Visualization techniques reveal individual feature maps for each layer in the excitation model.
Visualization techniques allow observation of the evolution of features during the training phase and the diagnosis of potential problems with the model.
Visualization technology uses a multi-layer deconvolution network that returns to the input pixel space by feature activation.
Visualization techniques perform sensitivity analysis of the classifier output by revealing that part of the input image reveals which part is important for classification.
The visualization technique provides a non-parametric invariance to show which piece of the training set activates which feature map, not only the cropped input image, but also a top-down projection to expose a feature map from each block.
Visualization techniques rely on deconvolution operations, the inverse of convolution operations, to map features onto pixels.

4.4 Network in Network

4.4.1 Introduction to the model

NetwThe ork In Network (NIN) was proposed by $Min Lin$ et al. to achieve the best level at the time of the CIFAR-10 and CIFAR-100 classification tasks, as its network structure was made up of three multi-layered perceptron stacks.

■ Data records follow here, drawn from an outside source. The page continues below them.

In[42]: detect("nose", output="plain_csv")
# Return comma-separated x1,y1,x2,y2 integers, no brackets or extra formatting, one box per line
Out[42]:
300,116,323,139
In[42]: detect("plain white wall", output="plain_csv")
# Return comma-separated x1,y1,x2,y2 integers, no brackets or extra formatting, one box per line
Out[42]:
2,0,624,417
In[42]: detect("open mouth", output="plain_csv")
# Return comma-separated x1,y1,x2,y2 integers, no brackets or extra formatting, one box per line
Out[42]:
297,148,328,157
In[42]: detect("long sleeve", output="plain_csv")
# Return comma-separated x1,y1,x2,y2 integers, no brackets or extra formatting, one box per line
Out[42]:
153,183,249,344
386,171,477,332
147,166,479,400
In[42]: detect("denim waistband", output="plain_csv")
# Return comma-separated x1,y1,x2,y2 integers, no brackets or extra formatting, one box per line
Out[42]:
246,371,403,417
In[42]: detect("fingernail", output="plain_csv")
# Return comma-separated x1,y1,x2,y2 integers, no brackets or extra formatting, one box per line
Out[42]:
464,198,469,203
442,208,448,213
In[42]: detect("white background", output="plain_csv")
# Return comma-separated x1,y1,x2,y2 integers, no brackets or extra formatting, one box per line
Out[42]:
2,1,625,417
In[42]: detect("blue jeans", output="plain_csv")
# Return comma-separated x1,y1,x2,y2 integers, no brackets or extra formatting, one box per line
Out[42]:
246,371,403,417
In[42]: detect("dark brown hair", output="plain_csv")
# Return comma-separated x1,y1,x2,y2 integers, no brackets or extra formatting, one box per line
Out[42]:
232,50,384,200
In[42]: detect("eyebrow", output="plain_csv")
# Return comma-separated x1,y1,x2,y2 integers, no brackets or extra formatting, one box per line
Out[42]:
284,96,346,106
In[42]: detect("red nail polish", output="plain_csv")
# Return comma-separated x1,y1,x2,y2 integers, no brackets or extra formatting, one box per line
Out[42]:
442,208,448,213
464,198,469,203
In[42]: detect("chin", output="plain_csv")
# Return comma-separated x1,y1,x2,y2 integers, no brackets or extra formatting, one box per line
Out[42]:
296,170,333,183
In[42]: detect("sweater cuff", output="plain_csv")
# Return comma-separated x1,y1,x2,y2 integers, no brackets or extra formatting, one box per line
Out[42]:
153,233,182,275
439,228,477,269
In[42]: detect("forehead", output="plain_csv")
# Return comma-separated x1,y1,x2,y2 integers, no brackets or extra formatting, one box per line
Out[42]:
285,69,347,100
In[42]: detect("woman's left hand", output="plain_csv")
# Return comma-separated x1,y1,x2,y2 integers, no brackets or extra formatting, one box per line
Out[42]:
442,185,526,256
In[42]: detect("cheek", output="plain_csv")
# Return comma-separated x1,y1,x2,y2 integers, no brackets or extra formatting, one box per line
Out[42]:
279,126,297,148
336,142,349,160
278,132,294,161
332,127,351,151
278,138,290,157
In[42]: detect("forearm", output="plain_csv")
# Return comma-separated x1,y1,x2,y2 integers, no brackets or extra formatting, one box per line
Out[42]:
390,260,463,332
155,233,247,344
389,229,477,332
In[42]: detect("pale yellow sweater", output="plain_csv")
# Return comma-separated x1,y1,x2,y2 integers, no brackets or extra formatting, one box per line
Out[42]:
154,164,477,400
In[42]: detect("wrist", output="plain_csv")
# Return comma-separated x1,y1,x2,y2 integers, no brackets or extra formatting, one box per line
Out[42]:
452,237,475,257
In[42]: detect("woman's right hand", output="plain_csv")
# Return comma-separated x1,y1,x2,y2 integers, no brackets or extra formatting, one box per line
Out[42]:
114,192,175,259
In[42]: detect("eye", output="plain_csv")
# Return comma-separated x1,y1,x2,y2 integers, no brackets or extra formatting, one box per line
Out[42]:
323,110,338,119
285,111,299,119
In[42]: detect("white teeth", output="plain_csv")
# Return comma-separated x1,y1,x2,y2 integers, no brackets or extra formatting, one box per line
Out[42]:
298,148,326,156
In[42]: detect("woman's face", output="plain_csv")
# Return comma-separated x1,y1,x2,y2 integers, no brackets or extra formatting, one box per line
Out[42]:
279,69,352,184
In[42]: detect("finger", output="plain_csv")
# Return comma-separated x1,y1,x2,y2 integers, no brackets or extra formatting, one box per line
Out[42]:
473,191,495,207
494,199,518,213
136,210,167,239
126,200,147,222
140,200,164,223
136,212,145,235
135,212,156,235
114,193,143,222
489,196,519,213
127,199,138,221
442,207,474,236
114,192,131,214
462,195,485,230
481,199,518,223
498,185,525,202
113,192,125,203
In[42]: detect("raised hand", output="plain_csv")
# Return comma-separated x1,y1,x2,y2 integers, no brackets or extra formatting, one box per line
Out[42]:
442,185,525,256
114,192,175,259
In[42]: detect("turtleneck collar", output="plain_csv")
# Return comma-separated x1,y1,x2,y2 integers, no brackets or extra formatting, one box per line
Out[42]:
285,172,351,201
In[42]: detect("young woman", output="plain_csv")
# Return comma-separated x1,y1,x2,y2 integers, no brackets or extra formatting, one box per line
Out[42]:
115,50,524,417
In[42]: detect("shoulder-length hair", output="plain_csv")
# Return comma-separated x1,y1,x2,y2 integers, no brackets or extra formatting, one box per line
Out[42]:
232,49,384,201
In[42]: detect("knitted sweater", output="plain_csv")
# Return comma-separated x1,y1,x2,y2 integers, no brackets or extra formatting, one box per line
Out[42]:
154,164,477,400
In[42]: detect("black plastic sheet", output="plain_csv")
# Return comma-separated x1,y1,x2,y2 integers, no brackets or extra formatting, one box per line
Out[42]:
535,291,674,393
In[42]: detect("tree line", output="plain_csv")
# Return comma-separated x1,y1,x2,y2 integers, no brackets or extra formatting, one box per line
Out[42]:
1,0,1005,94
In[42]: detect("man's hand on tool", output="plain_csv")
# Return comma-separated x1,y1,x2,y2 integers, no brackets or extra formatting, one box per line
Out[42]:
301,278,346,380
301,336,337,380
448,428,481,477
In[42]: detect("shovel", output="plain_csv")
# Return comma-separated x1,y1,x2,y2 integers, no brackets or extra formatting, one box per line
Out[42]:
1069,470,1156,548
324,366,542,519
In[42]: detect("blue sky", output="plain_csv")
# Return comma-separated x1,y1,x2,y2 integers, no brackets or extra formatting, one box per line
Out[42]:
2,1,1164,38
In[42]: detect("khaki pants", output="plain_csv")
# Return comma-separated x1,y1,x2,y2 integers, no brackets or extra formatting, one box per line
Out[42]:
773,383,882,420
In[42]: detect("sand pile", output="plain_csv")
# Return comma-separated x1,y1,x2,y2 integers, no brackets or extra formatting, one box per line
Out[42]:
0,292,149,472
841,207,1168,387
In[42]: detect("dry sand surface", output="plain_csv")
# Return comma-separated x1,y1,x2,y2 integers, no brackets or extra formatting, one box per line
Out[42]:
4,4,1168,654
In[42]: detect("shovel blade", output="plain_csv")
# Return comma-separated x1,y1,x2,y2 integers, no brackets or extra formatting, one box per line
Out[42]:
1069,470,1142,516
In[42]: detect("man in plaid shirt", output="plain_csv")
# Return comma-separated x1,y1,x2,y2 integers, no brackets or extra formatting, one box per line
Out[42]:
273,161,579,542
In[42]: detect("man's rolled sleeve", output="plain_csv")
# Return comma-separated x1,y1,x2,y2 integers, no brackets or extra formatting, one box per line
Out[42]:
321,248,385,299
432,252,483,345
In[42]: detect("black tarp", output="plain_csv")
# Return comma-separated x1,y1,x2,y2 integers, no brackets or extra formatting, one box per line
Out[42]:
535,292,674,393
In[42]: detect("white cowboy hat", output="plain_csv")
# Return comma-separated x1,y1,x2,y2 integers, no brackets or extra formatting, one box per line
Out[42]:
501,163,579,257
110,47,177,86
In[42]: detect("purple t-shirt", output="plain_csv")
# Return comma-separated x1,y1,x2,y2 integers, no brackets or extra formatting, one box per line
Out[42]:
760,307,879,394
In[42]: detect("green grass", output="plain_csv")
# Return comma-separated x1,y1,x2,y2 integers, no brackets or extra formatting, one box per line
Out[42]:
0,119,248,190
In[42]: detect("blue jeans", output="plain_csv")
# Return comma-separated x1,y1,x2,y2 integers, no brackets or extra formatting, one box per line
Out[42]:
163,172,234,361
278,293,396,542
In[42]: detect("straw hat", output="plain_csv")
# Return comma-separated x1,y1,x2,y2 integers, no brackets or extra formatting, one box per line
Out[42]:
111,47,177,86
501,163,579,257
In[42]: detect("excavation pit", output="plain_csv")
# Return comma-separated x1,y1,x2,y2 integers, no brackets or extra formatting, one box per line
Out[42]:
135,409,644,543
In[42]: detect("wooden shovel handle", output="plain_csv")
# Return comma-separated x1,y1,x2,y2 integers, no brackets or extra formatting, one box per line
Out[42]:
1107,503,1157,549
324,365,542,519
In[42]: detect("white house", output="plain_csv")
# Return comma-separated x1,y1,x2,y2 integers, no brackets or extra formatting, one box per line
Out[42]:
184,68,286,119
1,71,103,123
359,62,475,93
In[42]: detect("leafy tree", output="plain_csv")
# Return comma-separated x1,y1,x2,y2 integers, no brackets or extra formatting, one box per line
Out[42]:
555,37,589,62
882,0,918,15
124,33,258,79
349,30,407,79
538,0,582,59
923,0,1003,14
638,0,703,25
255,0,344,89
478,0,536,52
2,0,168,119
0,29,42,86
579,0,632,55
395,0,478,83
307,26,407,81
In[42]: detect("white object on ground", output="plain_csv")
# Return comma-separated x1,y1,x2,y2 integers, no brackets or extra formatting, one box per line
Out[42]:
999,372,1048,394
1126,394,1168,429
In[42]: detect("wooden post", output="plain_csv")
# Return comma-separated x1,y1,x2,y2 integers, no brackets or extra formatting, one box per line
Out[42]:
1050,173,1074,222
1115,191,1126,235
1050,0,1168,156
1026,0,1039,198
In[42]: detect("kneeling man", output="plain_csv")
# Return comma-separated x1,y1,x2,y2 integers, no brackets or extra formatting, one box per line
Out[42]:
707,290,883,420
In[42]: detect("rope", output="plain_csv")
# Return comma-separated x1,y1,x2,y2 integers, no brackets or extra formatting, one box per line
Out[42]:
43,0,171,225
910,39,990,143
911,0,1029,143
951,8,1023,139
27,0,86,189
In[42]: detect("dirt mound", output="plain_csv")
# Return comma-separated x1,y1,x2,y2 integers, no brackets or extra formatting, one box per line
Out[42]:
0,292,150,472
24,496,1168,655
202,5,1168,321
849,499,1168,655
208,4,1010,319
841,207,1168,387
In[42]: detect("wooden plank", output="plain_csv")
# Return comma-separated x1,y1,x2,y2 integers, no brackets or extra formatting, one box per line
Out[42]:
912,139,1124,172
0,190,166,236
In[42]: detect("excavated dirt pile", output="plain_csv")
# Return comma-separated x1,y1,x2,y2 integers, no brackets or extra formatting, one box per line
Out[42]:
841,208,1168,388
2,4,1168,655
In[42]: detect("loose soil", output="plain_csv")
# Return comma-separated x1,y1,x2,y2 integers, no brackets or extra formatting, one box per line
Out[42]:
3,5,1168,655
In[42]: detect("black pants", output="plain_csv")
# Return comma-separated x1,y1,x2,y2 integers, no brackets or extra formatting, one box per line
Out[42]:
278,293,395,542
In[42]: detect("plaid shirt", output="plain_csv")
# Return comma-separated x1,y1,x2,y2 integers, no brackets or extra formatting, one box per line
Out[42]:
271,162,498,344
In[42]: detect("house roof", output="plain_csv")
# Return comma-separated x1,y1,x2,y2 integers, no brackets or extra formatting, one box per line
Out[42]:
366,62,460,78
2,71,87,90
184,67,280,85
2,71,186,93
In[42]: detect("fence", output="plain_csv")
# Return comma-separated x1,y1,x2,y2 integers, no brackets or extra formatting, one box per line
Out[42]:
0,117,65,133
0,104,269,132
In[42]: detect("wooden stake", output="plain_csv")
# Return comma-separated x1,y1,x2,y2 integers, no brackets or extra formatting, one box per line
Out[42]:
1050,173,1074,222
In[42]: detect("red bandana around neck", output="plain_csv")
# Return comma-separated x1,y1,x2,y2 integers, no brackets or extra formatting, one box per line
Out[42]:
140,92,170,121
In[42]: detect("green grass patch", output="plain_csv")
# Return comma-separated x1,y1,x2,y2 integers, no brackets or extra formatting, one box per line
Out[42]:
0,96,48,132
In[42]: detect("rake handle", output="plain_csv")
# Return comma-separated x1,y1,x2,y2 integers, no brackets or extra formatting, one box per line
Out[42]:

NIN $^{[5]}$ . NIN examines the convolution kernel design in convolutional neural networks from a new perspective, and replaces the linear mapping part in pure convolution by introducing subnetwork structures. This form of network structure stimulates more complex convolutional neural networks. The structural design of GoogLeNet’s Inception structure introduced in the next section is derived from this idea.

4.4.2 Model Structure

Figure 4.6 NIN network structure

NIN consists of three layers of multi-layer perceptual convolutional layer (MLPConv Layer). Each layer of multi-layer perceptual convolutional layer is composed of several layers of local fully connected layers and nonlinear activation functions instead of traditional convolutional layers. Linear convolution kernel used. In network inference, the multi-layer perceptron calculates the local features of the input feature map, and the weights of the products corresponding to the local feature maps of each window are shared. The convolution operation is completely consistent, the biggest difference is that the multilayer perceptron performs a nonlinear mapping of local features, while the traditional convolution method is linear. NIN’s network parameter configuration table 4.4 is shown (the original paper does not give the network parameters, the parameters in the table are the compiler combined network structure diagram and CIFAR-100 data set with $3\times3$ convolution as an example).

Table 4.4 NIN network parameter configuration (combined with the original paper NIN structure and CIFAR-100 data)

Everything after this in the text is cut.